MATLAB suite for model building and model fitting.

Primary LanguageMatlabGNU General Public License v3.0GPL-3.0

ModelWork - MATLAB suite for model building and model fitting

This suite contains a set of standardized functions for model building and model evaluation (model fitting via maximum likelihood and MCMC sampling, and computation of model comparison metrics).

I started creating this during my PhD, and it is mostly for personal usage. One day I might clean up the code enough to be actually usable by other people.

The suite name is from the sentence "please model work" that all modellers utter before running a new model, or to an old model after a long debugging session. This etymology emerged during a chat I had with Will Adler and it is now canon.


Setting up the pipeline for a new project

Convert the raw datasets to standard format

Write a function project_convertData.m that converts the original raw data files into the standardized ModelWork format. This consists of a single data cell array, with one element per subject. Each element has fields:

  • id: the subject's identificative number.
  • name: the subject's identificative string.
  • X: a struct that contains the standardized data. X can have several subfields, e.g. divided by task type. The data matrices are usually contained in cell arrays, with one data matrix per noise condition (where applicable). The first column of each data matrix is usually reserved for the trial number or session number.
  • Additional fields might contain other useful information.

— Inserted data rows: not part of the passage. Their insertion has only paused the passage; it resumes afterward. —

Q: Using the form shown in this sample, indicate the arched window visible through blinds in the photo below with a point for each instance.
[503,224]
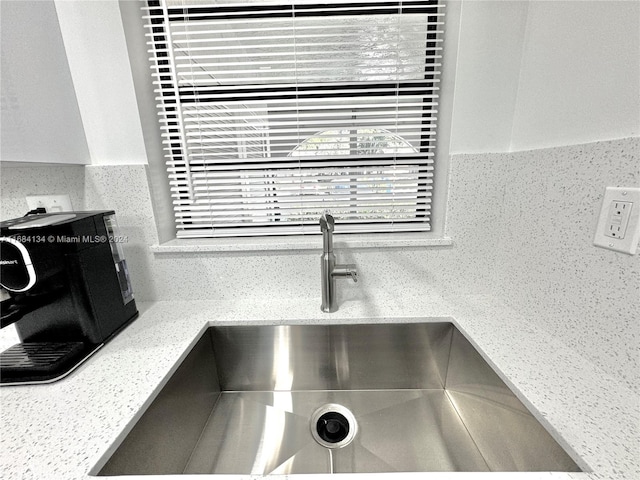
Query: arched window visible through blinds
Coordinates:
[273,112]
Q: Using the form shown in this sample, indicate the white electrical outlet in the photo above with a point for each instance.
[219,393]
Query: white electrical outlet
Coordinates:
[51,203]
[619,223]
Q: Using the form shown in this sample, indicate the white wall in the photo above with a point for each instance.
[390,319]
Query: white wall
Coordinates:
[95,44]
[535,74]
[580,74]
[489,56]
[40,120]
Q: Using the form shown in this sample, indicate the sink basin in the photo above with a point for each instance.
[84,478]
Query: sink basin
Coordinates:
[412,397]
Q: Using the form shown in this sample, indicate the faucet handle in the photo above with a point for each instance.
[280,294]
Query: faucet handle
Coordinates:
[354,274]
[327,222]
[345,271]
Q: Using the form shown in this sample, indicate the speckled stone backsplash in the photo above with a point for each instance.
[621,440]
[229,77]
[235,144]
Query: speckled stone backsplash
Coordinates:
[545,264]
[522,225]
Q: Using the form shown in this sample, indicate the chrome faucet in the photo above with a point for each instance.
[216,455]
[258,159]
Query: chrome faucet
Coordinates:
[329,270]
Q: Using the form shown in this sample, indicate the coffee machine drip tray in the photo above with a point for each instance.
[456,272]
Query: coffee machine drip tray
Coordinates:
[42,362]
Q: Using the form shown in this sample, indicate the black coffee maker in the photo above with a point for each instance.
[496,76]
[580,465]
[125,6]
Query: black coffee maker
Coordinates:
[68,291]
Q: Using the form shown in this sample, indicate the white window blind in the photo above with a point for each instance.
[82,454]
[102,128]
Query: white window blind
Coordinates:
[273,112]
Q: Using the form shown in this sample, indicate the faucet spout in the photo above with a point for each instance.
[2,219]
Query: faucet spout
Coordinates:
[329,269]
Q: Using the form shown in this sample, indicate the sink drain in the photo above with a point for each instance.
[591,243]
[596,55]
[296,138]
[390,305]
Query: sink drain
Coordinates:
[333,426]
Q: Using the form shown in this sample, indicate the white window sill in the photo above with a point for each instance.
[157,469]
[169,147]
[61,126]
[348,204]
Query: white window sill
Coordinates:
[299,242]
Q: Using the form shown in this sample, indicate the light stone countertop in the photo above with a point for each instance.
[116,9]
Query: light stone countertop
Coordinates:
[61,431]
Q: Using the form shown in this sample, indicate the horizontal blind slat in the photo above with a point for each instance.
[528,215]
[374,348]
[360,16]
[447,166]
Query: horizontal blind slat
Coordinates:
[272,112]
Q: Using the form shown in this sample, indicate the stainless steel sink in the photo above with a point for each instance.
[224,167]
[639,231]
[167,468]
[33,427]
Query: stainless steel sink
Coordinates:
[335,398]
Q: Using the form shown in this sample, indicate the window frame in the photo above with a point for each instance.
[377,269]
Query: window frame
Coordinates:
[161,195]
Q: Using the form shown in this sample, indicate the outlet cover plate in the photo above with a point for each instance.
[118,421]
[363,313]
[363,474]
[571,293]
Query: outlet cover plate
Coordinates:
[628,244]
[51,203]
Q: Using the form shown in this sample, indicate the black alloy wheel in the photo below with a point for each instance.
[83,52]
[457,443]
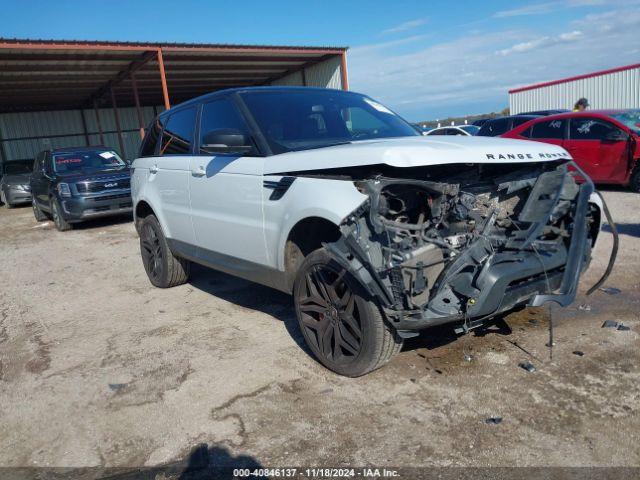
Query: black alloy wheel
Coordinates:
[330,315]
[342,325]
[152,254]
[163,268]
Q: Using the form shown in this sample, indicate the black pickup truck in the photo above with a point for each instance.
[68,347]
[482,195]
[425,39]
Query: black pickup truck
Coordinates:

Write the log likelihood function

Write a function project_like.m that computes the log likelihood of a dataset. The function takes as input:

  • A struct X of data as defined above.
  • A model-parameter structure mp (see below).
  • Auxiliary struct infostruct. This struct usually contains bulky auxiliary data used during computations (e.g., a lookup table); infostruct is precomputed or loaded from file at the beginning of the model fitting procedure and then passed around.
  • A flags array (rarely used).

The log likelihood function will usually loop over conditions and calculate the log likelihood for each condition by calling other condition- and model- dependent subroutines. Persistent variables should be used to prevent recomputation of conditions whose parameters have not changed since the last call to project_like.m.

Write the model and parameter setup function

Write a function project_setupModel.m that sets up the various models and their parameters. Use one of the existing files as template.

Write auxiliary functions

Knowing the structure of the models and parameters, you can now write a bunch of auxiliary functions:

  • project_logPrior.m computes the log prior for each parameter (depending on the model).
  • project_getModelName.m returns the model string associated with a given model vector.